On the left is Mount Cochrane, a scarped promontory of rotten granite; this with gun epaulment on top and shelter-trench for infantry becomes a redoubt difficult of access, commanding the streets of Yaumati and the country to Gun Club Hill on the east.

The centre and reserves in a shelter-trench near the Observatory have a clear field On of fire to the front, which is also swept by a cross-fire from the right and left. No. 12 Hill a blockhouse and a shelter-trench following the contour of the hills will be constructed.

If there are no seaward complications, a much stronger force would be available, and the hills to the north of the Rifle Ranges would be held as a first position.

In either of these cases the guns from Kowloon West and East, although not bearing on the ground between the hills, are effective against formed masses of troops on their summits. The guns at Stonecutters, although somewhat distant, command the whole coast from the boundary-line southward, and would be effective against formed bodies of troops, and prevent the construction of batteries on the west and north-west slopes of the hills.

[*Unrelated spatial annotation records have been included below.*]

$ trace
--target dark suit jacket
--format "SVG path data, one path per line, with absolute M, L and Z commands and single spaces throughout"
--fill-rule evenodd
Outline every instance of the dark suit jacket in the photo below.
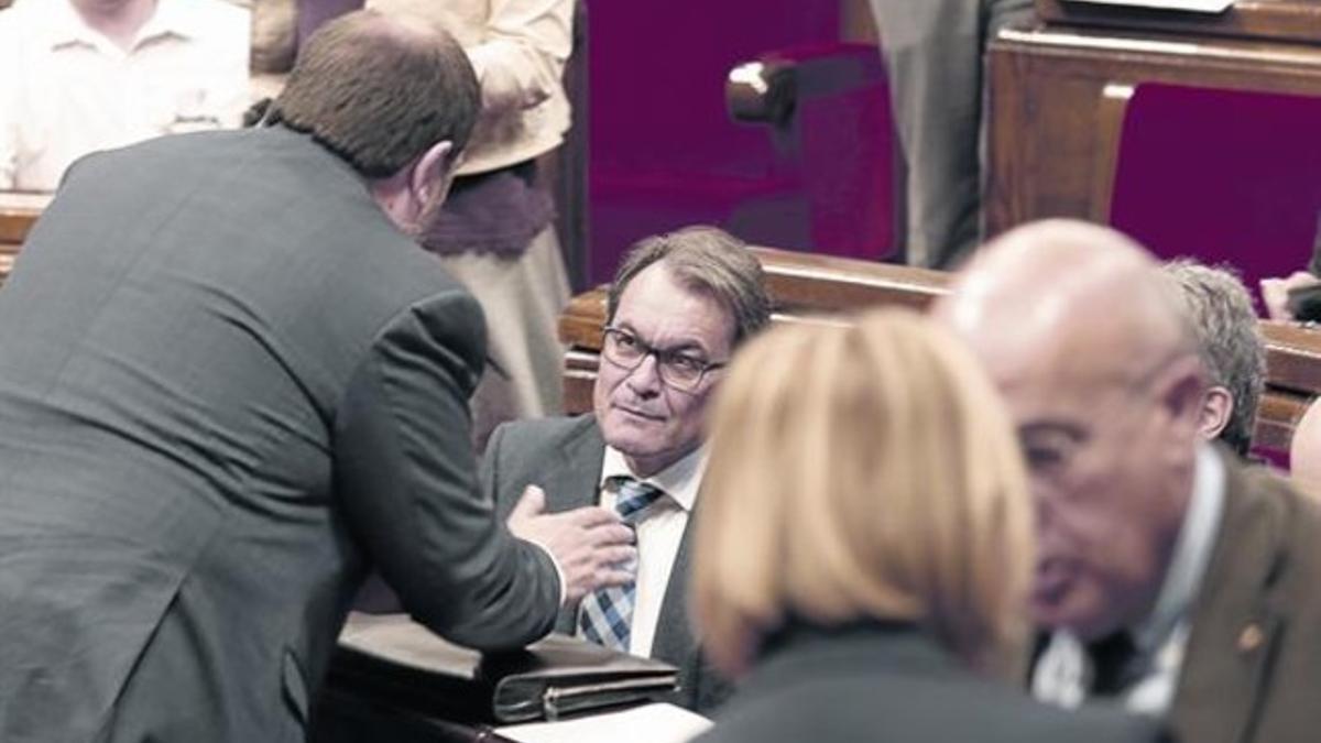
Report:
M 779 636 L 695 743 L 1162 739 L 1148 721 L 1058 710 L 979 678 L 913 628 L 860 624 Z
M 1173 727 L 1198 743 L 1316 740 L 1318 694 L 1321 504 L 1231 463 Z
M 548 512 L 596 505 L 605 440 L 592 415 L 506 423 L 491 434 L 482 459 L 482 481 L 501 518 L 509 516 L 527 485 L 546 490 Z M 728 684 L 709 668 L 688 620 L 688 557 L 694 518 L 688 520 L 660 604 L 651 657 L 679 668 L 676 705 L 707 713 L 729 695 Z M 575 632 L 577 606 L 560 612 L 556 629 Z
M 371 563 L 461 643 L 550 631 L 477 489 L 483 348 L 306 136 L 77 164 L 0 292 L 0 739 L 301 740 Z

With a terrain so broken as Hong Kong, and with few points that command an extensive view, a great feature of the defence by so small a garrison is the power of communicating the actual landing-place of the enemy with the utmost rapidity, so that aid from neighbouring Sections and reinforcements from the reserve may be speedily brought to bear on his line of advance. The outposts thrown out from Nos. II, III, IV, and V Sections, which observe the landing-places and all points of the circular road on the south, will eventually be supplemented by telephone lines between the outposts and the head-quarters of Sections, but besides the flag-signalling between outposts and head-quarters of Sections, and the Chinese runners, whom it is intended at once to attach to the various outposts to carry back reports to the Officer Commanding the Section, there are now Colonial telephone lines running from D'Aguilar, Tytam Reservoir, Stanley, Deep Water Bay, Aberdeen, and Pokfulum, which communicate to the Central Police Station, which is in communication with the Head-quarter Office; the police at the various stations are there to supplement the outposts as gainers of information.